Blown out by Notre Dame, Lincoln Riley says USC has "every opportunity we want is waiting" (Notre Dame)

They trailed for 56 minutes, 30 seconds.

They turned over the ball five times.

They gave up Notre Dame's first kickoff return for a touchdown in some two years.

And, ultimately, the previously undefeated and 10th-ranked USC Trojans were blasted by Marcus Freeman's Fighting Irish, 48-20, Saturday night inside Notre Dame Stadium.

While it perpetuated USC's cross-country losing skid to Notre Dame to six games and a dozen years -- No Trojans' wins in America's heartland since 2011 -- it also left second-year USC coach Lincoln Riley professing both his steadfast belief in the Trojans and that all their hopes and dreams remained in a season now with five games left.

"I still very much believe in this football team --- one-thousand percent," Riley told reporters postgame. "The good that you see from this football team is good enough to beat anybody, but we obviously know we've got to put it together and put it together quickly to get our best and to get it from all three sides and be able to rise together."

Riley shifted quickly to the Trojans's 4-0 start this season in PAC-12 play, and while his team earned those wins, it also revealed vulnerabilities.

USC led rebuilding Arizona State just 27-21 in the fourth quarter last month before it pulled away to win 42-28.

More recently, the Trojans logged back-to-back wins by a combined nine points against Colorado and Arizona -- teams also rebuilding that were not postseason factors a year ago.

The loss at Notre Dame not only was the worst of Riley's 86 games as a head coach but also marked USC's lowest offensive output -- just 302 yards -- in Riley's 21 games in Hollywood.

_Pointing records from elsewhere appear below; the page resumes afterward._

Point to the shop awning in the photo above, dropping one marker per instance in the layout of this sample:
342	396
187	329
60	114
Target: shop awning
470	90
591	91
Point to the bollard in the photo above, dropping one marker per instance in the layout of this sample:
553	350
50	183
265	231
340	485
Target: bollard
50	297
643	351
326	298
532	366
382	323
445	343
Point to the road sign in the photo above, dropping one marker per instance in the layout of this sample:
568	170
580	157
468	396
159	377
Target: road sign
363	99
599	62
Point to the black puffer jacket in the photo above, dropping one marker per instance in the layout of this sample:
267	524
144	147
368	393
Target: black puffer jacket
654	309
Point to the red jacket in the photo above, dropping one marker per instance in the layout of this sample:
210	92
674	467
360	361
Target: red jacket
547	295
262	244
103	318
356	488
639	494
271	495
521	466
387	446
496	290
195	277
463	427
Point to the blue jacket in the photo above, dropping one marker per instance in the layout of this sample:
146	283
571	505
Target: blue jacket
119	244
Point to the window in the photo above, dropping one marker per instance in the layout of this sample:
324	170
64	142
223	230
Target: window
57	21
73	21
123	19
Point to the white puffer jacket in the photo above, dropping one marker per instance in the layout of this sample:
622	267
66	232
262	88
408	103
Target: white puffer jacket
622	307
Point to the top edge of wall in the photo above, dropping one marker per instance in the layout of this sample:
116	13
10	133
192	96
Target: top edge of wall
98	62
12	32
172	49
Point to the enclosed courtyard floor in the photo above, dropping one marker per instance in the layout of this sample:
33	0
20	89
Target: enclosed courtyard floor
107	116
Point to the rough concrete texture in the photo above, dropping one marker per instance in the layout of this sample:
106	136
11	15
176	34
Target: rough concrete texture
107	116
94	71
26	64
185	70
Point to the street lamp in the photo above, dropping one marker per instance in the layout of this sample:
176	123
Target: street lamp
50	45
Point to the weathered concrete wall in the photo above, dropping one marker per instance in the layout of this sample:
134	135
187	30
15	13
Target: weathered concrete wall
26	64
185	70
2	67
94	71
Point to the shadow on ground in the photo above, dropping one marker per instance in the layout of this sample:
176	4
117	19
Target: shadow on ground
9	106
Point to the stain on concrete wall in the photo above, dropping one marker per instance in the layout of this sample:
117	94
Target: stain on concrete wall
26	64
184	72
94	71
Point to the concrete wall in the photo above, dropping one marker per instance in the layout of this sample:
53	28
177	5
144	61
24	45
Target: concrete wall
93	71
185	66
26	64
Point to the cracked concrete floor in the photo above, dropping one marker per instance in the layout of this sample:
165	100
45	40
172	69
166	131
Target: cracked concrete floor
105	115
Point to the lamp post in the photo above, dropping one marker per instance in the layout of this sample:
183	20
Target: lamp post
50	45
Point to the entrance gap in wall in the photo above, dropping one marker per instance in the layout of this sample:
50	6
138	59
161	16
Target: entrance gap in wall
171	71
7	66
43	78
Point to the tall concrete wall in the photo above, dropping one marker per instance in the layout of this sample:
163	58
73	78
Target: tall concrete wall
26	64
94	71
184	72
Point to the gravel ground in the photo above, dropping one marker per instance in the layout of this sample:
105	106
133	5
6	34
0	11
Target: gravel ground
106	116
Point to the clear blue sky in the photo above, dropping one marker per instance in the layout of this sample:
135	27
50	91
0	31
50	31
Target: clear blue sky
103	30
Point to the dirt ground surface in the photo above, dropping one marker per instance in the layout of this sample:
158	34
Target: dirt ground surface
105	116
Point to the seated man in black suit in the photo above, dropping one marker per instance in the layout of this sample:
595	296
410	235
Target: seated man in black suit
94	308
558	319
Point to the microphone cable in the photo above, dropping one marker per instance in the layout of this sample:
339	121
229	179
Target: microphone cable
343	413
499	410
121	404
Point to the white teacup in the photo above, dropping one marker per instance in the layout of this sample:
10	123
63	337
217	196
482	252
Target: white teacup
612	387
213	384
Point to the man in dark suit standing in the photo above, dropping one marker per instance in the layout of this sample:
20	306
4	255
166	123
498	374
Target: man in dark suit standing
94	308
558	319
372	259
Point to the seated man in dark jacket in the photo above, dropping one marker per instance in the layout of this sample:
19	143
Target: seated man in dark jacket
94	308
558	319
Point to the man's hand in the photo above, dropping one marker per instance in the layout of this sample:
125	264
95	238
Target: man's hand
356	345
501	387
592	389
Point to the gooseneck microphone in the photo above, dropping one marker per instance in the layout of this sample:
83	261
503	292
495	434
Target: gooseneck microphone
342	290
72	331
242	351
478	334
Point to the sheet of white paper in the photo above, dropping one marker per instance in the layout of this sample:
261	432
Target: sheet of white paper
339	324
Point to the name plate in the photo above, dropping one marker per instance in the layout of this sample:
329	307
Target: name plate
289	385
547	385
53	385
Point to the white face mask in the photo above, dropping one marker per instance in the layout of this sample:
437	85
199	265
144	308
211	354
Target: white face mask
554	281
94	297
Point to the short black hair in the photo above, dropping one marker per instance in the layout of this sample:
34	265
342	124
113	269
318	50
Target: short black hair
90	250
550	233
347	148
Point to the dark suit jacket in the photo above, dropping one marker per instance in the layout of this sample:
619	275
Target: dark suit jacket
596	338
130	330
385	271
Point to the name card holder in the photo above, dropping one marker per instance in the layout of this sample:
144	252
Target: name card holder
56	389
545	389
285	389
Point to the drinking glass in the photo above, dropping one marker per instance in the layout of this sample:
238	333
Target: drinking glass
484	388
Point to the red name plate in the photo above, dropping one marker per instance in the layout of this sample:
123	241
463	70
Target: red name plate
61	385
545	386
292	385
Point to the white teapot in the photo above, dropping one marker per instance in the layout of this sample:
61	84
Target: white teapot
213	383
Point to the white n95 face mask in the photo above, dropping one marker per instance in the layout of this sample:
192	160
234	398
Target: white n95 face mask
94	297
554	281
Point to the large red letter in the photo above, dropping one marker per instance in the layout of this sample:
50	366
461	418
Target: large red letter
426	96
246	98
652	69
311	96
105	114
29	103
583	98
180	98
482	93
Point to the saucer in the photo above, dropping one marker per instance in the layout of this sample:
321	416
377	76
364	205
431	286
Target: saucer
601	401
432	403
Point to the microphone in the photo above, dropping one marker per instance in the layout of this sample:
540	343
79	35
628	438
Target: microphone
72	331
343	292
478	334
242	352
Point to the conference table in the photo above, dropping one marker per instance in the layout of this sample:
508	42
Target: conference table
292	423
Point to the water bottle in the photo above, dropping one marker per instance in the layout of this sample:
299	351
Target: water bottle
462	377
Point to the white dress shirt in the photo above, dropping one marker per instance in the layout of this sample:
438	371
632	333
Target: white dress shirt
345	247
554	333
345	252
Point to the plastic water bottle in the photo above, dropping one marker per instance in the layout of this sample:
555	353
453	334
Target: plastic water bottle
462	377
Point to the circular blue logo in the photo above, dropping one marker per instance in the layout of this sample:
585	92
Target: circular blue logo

Reigning Heisman Trophy-winning quarterback Caleb Williams was picked off three times and limited to just 199 passing yards by the Irish. 

"I reminded this team and will remind everybody, we're undefeated in this conference right now," Riley said. "We play in right now what I think is the best conference in college football, top to bottom, and every opportunity that we want is waiting for us."

Also waiting for the Trojans? The remainder of the most daunting portion of their 2023 slate.

The Notre Dame rivalry tilt kicked off a stretch that saw USC set to face ranked teams in five of its final six games; the Trojans get three of those remaining four games against currently ranked opponents at home -- Utah, Washington and UCLA -- but travel next month to current No. 8 Oregon.